Nach Ausführungen des Arztes Alexander Polupan, der 2020 zum russischen Ärzteteam gehörte, das Nawalny nach seiner Vergiftung mit Nowitschok in Omsk untersuchte, sprechen die Symptome in der Strafkolonie von Charp für eine weitere Vergiftung Nawalnys. Offenbar aus der Kategorie der organischen Phosphorverbindungen, zu der auch Nowitschok gehört, wie Polupan The Insider mitteilte.

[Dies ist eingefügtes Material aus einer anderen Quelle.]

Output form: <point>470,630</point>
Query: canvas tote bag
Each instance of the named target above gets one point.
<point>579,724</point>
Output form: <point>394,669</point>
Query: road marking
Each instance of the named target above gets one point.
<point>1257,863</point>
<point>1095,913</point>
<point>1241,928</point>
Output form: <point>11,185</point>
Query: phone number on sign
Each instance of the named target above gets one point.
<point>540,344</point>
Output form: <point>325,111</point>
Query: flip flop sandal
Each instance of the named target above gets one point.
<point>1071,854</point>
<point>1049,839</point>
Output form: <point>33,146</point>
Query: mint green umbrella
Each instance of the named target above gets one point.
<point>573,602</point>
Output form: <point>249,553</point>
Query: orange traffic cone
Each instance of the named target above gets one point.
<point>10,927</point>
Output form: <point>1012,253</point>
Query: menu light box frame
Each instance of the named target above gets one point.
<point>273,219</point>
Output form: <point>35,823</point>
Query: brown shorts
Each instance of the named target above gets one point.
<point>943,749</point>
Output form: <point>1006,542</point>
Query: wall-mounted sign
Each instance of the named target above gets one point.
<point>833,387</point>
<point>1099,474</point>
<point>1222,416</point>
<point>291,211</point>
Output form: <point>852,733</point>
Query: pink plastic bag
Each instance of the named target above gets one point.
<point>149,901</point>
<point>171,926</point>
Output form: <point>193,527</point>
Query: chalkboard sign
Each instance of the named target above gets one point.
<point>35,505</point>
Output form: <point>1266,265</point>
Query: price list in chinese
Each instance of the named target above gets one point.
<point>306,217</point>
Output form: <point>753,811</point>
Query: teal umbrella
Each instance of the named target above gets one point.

Alle Ausführungen über die letzten Lebensminuten Nawalnys und die entnommenen Proben seien aus späteren Dokumenten verschwunden, schreibt The Insider. Warapajew, der sich tagelang weigerte, Nawalnys Leiche herauszugeben, hatte Julia Nawalnaja in diesem Sommer mitgeteilt, dass keine Hinweise auf Gewalteinwirkungen vorlägen.

Für die Behörden war der Fall Nawalny damit abgeschlossen. Für sie stand fest, dass der 47-Jährige nach einem Bluthochdruckschub an Herzrhythmusstörungen gestorben sei. Viele chronische Erkrankungen hätten dazu geführt. Julia Nawalnaja hatte diese Erklärungen zurückgewiesen, da bei ihrem Mann all die aufgeführten Krankheiten nie diagnostiziert worden seien. Nun will The Insider weiter recherchieren und die an dem Tod Beteiligten ausfindig machen.